Lynne was a dedicated volunteer in the community, serving the PTA, Community Chest, and the Rebekahs. She was a former trustee of Unity College. She was a long-time member of the hospital auxiliary, ultimately becoming the President of the Maine Association of Hospital Auxiliaries where she had many friends and proudly overcame her fear of public speaking with determined practice.

In the late ‘80s after the untimely and devastating death of her daughter, Trish, Lynne moved to New Harbor and the Pemaquid trail area. She was there for about 20 years, working at the Pemaquid Point Lighthouse Park, where she never met a stranger, and for the University of Maine as a courier, transporting students to and from the Darling Marine Center to the Orono campus. In her later years, Lynne returned to her mother’s home in Randolph to be closer to her family. While her later life was often a struggle, she faced obstacles with her trademark optimism and mirth, the occasional double martini and a smoke, and always expressed appreciation to those who cared for her.

Lynne loved a road trip and an adventure, enjoyed sports (Red Sox, Patriots), and never missed one of her children’s games from farm league to college basketball. She was well-read and kept up on current events, curious about everything, including the state of politics and society.

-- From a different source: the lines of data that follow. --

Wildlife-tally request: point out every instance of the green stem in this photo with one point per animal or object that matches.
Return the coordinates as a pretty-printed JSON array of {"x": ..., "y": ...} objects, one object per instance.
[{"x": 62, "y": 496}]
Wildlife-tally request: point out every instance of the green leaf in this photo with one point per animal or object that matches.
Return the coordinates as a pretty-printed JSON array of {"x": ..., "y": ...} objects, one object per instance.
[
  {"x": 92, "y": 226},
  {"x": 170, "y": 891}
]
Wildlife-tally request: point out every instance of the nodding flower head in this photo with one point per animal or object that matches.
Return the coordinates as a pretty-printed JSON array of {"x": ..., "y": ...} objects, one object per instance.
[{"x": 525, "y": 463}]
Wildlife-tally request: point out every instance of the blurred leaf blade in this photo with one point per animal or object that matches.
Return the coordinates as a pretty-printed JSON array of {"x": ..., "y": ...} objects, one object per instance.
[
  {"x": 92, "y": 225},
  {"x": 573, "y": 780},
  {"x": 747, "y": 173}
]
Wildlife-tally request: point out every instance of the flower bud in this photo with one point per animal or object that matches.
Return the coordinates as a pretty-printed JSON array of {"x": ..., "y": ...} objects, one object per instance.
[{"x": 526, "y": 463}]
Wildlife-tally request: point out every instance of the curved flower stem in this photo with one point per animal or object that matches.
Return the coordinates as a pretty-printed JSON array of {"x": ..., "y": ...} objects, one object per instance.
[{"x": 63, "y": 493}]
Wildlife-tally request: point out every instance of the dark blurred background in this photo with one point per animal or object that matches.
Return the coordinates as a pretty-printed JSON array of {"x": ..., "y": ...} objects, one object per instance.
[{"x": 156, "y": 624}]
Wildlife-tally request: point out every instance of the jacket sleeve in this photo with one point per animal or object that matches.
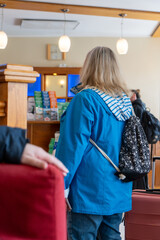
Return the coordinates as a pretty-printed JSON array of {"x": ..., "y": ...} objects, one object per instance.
[
  {"x": 75, "y": 131},
  {"x": 12, "y": 143}
]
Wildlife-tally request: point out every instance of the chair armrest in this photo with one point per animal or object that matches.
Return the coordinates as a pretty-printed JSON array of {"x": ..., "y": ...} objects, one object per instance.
[{"x": 32, "y": 204}]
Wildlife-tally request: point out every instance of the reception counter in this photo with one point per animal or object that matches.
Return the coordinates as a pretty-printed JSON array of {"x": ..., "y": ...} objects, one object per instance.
[{"x": 40, "y": 132}]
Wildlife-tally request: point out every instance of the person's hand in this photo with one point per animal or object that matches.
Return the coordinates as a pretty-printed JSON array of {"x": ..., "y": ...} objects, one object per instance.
[{"x": 37, "y": 157}]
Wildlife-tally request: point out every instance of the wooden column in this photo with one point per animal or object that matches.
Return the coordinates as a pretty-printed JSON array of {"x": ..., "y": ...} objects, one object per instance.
[{"x": 13, "y": 94}]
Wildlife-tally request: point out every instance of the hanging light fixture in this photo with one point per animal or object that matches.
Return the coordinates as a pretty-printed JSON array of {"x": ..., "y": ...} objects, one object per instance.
[
  {"x": 122, "y": 44},
  {"x": 3, "y": 35},
  {"x": 64, "y": 42}
]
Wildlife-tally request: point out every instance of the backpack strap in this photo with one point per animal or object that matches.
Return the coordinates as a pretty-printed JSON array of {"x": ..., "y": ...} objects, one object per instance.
[{"x": 121, "y": 176}]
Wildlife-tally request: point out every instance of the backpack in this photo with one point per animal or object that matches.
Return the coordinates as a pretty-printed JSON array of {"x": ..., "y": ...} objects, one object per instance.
[
  {"x": 134, "y": 158},
  {"x": 151, "y": 126}
]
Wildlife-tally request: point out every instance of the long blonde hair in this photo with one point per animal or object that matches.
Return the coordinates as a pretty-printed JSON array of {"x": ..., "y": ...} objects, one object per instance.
[{"x": 100, "y": 70}]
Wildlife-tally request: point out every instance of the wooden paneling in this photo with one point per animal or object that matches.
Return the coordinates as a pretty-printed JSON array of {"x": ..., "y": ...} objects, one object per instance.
[
  {"x": 41, "y": 132},
  {"x": 156, "y": 33},
  {"x": 2, "y": 109},
  {"x": 84, "y": 10},
  {"x": 13, "y": 91}
]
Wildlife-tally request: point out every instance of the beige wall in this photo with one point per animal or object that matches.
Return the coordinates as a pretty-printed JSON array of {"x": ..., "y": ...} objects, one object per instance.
[{"x": 140, "y": 67}]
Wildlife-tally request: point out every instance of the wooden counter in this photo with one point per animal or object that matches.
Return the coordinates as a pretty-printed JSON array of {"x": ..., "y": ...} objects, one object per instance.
[{"x": 41, "y": 132}]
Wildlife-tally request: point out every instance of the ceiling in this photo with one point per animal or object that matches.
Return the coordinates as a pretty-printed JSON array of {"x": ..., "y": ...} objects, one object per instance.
[{"x": 88, "y": 25}]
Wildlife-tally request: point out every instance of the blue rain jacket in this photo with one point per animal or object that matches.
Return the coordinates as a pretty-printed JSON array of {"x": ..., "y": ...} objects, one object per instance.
[{"x": 94, "y": 189}]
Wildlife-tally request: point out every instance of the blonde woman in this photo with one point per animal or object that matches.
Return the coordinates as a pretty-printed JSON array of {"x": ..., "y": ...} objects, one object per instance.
[{"x": 97, "y": 197}]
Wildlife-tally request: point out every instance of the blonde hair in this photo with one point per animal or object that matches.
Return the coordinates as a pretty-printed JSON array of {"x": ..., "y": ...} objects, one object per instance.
[{"x": 100, "y": 70}]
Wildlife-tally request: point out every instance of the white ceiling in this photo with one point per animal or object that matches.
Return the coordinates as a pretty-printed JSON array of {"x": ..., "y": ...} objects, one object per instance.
[{"x": 88, "y": 25}]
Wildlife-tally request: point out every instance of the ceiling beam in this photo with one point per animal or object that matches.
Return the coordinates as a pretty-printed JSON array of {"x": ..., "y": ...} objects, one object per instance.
[
  {"x": 84, "y": 10},
  {"x": 156, "y": 32}
]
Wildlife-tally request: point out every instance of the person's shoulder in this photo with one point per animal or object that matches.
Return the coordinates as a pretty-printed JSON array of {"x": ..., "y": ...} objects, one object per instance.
[{"x": 86, "y": 94}]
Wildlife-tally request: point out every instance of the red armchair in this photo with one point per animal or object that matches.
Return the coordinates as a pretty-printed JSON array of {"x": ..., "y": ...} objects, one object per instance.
[{"x": 32, "y": 204}]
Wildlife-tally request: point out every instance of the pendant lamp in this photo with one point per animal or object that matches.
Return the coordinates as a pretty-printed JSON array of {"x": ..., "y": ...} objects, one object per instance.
[
  {"x": 3, "y": 35},
  {"x": 122, "y": 44},
  {"x": 64, "y": 42}
]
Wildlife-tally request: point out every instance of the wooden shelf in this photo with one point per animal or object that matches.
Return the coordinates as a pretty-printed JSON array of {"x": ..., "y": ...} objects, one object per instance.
[{"x": 42, "y": 122}]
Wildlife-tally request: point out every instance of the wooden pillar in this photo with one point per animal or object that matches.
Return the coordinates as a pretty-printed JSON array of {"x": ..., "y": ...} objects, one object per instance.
[{"x": 13, "y": 94}]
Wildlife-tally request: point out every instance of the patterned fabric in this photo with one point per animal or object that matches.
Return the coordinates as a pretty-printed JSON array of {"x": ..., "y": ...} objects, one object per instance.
[
  {"x": 120, "y": 106},
  {"x": 134, "y": 161}
]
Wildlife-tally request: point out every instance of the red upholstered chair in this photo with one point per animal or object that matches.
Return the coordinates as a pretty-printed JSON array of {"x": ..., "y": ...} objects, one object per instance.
[{"x": 32, "y": 204}]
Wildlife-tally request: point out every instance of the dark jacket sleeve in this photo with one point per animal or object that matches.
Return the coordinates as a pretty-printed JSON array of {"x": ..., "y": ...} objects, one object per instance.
[{"x": 12, "y": 143}]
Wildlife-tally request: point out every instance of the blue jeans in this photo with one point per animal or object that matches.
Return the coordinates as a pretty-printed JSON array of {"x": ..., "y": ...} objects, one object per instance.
[{"x": 86, "y": 226}]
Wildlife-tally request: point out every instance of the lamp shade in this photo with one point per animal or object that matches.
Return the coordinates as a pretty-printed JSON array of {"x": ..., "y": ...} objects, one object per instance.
[
  {"x": 122, "y": 46},
  {"x": 64, "y": 43},
  {"x": 3, "y": 40}
]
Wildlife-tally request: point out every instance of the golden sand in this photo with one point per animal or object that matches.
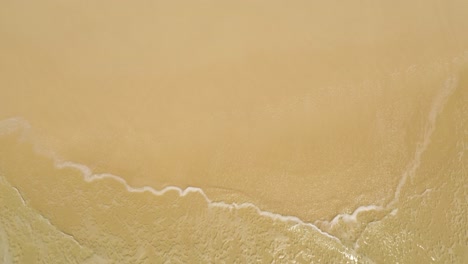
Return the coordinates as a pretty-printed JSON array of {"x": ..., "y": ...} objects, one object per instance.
[{"x": 329, "y": 132}]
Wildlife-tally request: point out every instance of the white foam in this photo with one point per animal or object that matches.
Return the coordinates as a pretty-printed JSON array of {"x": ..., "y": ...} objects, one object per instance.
[
  {"x": 89, "y": 177},
  {"x": 436, "y": 108},
  {"x": 13, "y": 124}
]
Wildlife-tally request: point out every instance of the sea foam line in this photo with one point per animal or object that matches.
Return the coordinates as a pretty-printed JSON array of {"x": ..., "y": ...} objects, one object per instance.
[
  {"x": 437, "y": 106},
  {"x": 12, "y": 125},
  {"x": 90, "y": 177}
]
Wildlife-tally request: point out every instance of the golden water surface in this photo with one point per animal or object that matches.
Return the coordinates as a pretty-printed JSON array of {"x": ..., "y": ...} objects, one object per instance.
[{"x": 233, "y": 131}]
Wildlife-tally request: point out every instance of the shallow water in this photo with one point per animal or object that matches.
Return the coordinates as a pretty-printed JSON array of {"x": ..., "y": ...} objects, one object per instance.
[{"x": 238, "y": 132}]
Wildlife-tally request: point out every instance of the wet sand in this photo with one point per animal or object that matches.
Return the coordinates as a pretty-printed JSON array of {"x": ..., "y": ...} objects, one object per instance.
[{"x": 308, "y": 131}]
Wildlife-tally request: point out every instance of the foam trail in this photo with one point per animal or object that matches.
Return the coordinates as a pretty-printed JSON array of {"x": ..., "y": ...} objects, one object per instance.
[
  {"x": 436, "y": 108},
  {"x": 90, "y": 177},
  {"x": 12, "y": 125}
]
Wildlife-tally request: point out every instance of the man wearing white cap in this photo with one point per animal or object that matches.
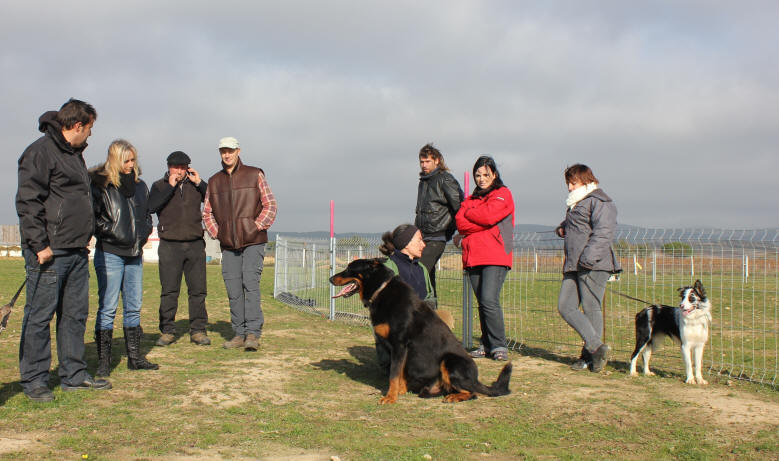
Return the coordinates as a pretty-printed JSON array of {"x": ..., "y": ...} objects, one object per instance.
[{"x": 239, "y": 208}]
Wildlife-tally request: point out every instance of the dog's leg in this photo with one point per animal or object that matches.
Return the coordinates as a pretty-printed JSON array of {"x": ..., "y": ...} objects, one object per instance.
[
  {"x": 646, "y": 356},
  {"x": 459, "y": 397},
  {"x": 687, "y": 357},
  {"x": 699, "y": 364},
  {"x": 634, "y": 359},
  {"x": 398, "y": 384}
]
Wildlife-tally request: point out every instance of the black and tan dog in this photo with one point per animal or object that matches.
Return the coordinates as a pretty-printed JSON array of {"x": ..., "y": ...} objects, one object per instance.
[{"x": 426, "y": 357}]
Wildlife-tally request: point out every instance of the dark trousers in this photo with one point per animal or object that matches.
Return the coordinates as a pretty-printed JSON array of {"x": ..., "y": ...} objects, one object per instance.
[
  {"x": 188, "y": 258},
  {"x": 430, "y": 256},
  {"x": 587, "y": 288},
  {"x": 487, "y": 281},
  {"x": 241, "y": 270},
  {"x": 59, "y": 286}
]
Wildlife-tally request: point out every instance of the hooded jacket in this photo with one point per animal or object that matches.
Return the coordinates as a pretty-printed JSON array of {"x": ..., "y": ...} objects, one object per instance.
[
  {"x": 438, "y": 199},
  {"x": 53, "y": 198},
  {"x": 178, "y": 209},
  {"x": 487, "y": 226},
  {"x": 122, "y": 224},
  {"x": 589, "y": 230}
]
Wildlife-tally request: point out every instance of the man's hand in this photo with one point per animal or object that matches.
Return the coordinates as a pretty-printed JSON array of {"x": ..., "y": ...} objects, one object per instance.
[
  {"x": 194, "y": 176},
  {"x": 175, "y": 177},
  {"x": 45, "y": 255}
]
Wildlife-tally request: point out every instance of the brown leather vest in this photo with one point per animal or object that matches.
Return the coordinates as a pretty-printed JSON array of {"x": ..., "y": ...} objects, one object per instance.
[{"x": 236, "y": 203}]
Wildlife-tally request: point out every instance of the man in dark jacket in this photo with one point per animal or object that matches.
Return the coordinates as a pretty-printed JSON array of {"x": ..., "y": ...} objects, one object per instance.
[
  {"x": 176, "y": 199},
  {"x": 54, "y": 205},
  {"x": 438, "y": 198},
  {"x": 238, "y": 210}
]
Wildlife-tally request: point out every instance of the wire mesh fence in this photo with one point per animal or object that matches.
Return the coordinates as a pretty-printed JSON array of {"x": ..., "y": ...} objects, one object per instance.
[{"x": 740, "y": 270}]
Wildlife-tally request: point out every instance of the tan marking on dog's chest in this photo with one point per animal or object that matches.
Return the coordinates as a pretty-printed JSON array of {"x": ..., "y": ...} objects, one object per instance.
[{"x": 382, "y": 330}]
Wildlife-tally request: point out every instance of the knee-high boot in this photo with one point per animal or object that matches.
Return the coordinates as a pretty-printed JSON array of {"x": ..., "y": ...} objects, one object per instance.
[
  {"x": 135, "y": 359},
  {"x": 103, "y": 341}
]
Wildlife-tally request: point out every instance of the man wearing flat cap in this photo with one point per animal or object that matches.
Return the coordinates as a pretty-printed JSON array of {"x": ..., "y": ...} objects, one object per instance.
[
  {"x": 239, "y": 208},
  {"x": 176, "y": 199}
]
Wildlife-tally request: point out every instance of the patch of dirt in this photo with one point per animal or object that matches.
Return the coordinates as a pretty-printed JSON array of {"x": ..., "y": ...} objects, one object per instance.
[
  {"x": 731, "y": 409},
  {"x": 262, "y": 379},
  {"x": 27, "y": 442}
]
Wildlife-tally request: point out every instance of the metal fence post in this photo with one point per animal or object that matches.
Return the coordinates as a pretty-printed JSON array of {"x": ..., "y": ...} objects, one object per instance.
[
  {"x": 654, "y": 266},
  {"x": 275, "y": 273},
  {"x": 313, "y": 265},
  {"x": 332, "y": 273}
]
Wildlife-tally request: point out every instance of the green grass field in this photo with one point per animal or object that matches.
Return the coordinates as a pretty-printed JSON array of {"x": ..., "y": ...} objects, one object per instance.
[{"x": 311, "y": 393}]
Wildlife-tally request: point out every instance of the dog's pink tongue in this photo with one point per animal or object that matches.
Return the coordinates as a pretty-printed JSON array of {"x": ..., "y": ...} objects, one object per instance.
[{"x": 345, "y": 290}]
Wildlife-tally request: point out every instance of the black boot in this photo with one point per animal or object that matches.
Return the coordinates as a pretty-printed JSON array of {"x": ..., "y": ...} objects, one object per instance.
[
  {"x": 584, "y": 362},
  {"x": 136, "y": 360},
  {"x": 103, "y": 340}
]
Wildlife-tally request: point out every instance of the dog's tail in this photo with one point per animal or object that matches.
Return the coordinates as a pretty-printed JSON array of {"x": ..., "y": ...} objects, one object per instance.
[{"x": 500, "y": 386}]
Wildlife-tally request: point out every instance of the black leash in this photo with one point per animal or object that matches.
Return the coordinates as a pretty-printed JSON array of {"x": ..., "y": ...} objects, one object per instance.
[{"x": 5, "y": 311}]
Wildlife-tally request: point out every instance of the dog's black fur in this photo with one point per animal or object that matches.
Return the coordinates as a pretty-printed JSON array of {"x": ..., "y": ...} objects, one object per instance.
[{"x": 426, "y": 357}]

She was a powerful woman in her own right and was encouraged by the growth of opportunities (“it’s about time”) for women and minorities. She was an inspiring lady.

Lynne is survived by her sister, Clare LaFlamme, of Gardiner; son, William Bradford Sparrow Jr. “Brad” and his wife, Nancy, of Pittston, daughter, Deborah L. Sparrow, and her favorite son-in-law, Marc Cone. She is also survived by grandchildren Elizabeth Chaisson (Travis), Emily Sparrow, Jacob Sparrow (Roxann), Isac Cone (Julie St. Jarre), Alec Cone, and Camden Cone; as well as eight great-grandchildren and another due in September.

She was predeceased by her daughter, Patricia Anne, who died in 1984 at the age of 22. She was always in her heart and never far from her thoughts.

At Lynne’s request, there will be no public service or visiting hours. She will be interred at the Putnam Cemetery in Pittston, near her daughter. Special thanks to her care teams from Maine General Medical Center, the Dorothea Dix Center, and Androscoggin Home Health Care, as well as her personal caregiver for the past few years, Tina Guimond. Thank you all for helping her be able to spend her last weeks at home.

In Lynne’s memory, raise a toast to the beauty of the human spirit, and in the words of Maya Angelou,

“Continue

To be who and how you are

To astonish a mean world

With your acts of kindness

Continue

To allow humor to lighten the burden

Of your tender heart”

Arrangements are under the care of Staples Funeral Home, 53 Brunswick Ave., Gardiner, where condolences, memories and photos may be shared with the family on the obituary page of the funeral home website familyfirstfuneralhomes.com.